Al atardecer, he telegrafiado a Pravda:


«En los ataques de esta noche y de la mañana, los republicanos han hecho numerosos prisioneros. Hoy por la mañana la aviación de la República ha efectuado una brillante incursión sobre el aeródromo fascista de Ávila y ha destruido doce aviones.

»El contraataque de ayer en la Casa de Campo obligó a los fascistas a retroceder y a detenerse en esta dirección. Hemos visto que los moros saben huir como los demás cuando se los aprieta bien con fuego de ametralladora y de fusil, con la aviación y con un repentino ataque a la bayoneta. También saben entregarse prisioneros, y lo hacen de buena gana. No están en contra de reconocer sus faltas y de prometer que otra vez no volverán a pelear, ni siquiera si los movilizan a la fuerza.
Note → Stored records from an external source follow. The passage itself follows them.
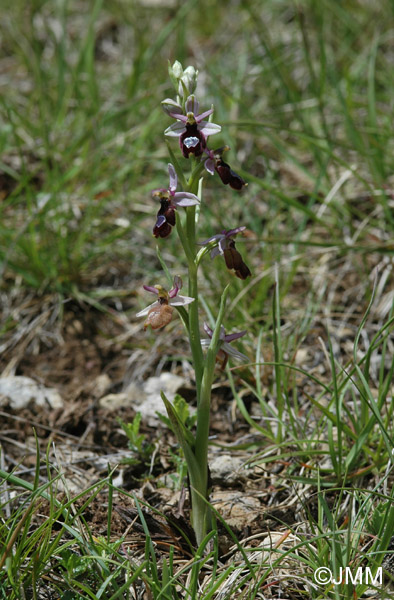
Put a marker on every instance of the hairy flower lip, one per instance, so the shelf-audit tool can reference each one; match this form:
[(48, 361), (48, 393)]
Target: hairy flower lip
[(192, 118), (226, 247), (222, 239), (170, 199), (172, 297)]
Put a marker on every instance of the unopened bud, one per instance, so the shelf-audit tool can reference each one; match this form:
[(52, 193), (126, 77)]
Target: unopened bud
[(171, 106)]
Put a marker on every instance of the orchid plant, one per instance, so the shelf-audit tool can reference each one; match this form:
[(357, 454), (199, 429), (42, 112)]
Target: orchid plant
[(178, 212)]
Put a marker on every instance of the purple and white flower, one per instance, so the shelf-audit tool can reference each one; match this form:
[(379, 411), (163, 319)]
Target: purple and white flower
[(159, 313), (170, 199), (225, 246), (191, 128)]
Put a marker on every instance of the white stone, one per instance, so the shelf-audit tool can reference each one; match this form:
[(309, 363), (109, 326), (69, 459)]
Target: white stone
[(18, 391)]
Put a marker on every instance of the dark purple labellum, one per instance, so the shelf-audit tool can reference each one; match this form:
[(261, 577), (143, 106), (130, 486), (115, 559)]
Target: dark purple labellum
[(192, 141), (234, 261), (165, 219)]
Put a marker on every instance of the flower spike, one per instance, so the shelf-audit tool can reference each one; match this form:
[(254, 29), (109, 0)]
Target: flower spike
[(159, 313), (170, 199), (226, 247), (191, 129)]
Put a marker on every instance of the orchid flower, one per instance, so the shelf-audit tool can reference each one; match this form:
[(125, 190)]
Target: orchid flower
[(225, 350), (226, 247), (170, 199), (159, 313), (192, 129)]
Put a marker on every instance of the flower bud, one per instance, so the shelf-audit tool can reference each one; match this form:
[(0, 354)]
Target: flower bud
[(159, 316), (189, 78), (177, 69), (171, 106)]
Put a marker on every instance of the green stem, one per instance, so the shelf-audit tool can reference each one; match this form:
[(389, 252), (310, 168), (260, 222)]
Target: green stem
[(202, 518)]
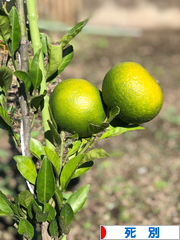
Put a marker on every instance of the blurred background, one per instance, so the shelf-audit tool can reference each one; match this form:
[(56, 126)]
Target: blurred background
[(140, 183)]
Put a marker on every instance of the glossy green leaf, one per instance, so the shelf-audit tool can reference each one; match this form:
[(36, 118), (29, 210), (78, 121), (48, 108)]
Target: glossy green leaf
[(6, 77), (54, 59), (58, 198), (53, 229), (55, 134), (69, 170), (67, 213), (42, 217), (35, 71), (5, 204), (67, 57), (113, 113), (24, 76), (37, 148), (72, 33), (78, 199), (94, 154), (15, 35), (36, 101), (45, 182), (3, 214), (83, 168), (43, 38), (52, 213), (98, 129), (27, 168), (54, 158), (5, 117), (25, 198), (5, 27), (74, 148), (115, 131), (26, 229)]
»AI ver que recibía un fuerte golpe, el enemigo ha reagrupado algo sus fuerzas y ha reanudado su ataque principal desde el suburbio de Carabanchel. En esta parte, ayer y hoy vuelven a librarse encarnizados combates de calle. Algunas casas se conquistan con ataques a la bayoneta y granadas de mano.

»A las catorce horas, los fascistas han iniciado en dicha parte un fuerte ataque de artillería sobre el puente de Toledo. En ese momento yo me encontraba en el barrio de Carabanchel Bajo, colindante con el puente, del que este barrio, durante el ataque, ha quedado cortado.

Con enormes dificultades, los combatientes conservan las barricadas bajo el fuego huracanado de la artillería. De todos modos, hasta este momento, a las dieciocho horas, el puente y varias calles delante de él siguen en manos de los republicanos. Una bomba ha incendiado el gran edificio de Capitanía General, antes dirección de la región militar de Madrid.

»Se está librando una furiosa batalla, y al lado, en una pequeña plaza, se celebra un mitin relámpago. Los agitadores y los delegados políticos, a menudo mujeres, animan a los combatientes.

»E1 Madrid asediado llora la muerte de Antonio Coll, al que llamaban el "marino de Kronstadt"... Después de haber visto el famoso film soviético, Antonio Coll, marino de la flota republicana española, que había pasado a combatir en tierra, se propuso detener y poner fuera de combate, con granadas, a los tanques fascistas. Y lo logró. Fueron volados cinco tanques italianos. Antonio Coll se les acercó a rastras, llevando al cinto una docena de granadas. Fue herido por casualidad, y hasta el último momento ha tenido la esperanza de restablecerse para continuar su magnífico trabajo.

»El gran aparato de bombardeo Junker que ayer pasó al lado de los republicanos, ya ha recibido hoy un número de la aviación gubernamental y ha volado con nueva tripulación para bombardear las unidades fascistas. No ha necesitado tomar una dotación de bombas; su carga era completa, dentro del avión y en el portabombas. Los oficiales de la legión extranjera habrán experimentado sobre su propia piel cuán agradable resulta el contacto de las bombas alemanas.»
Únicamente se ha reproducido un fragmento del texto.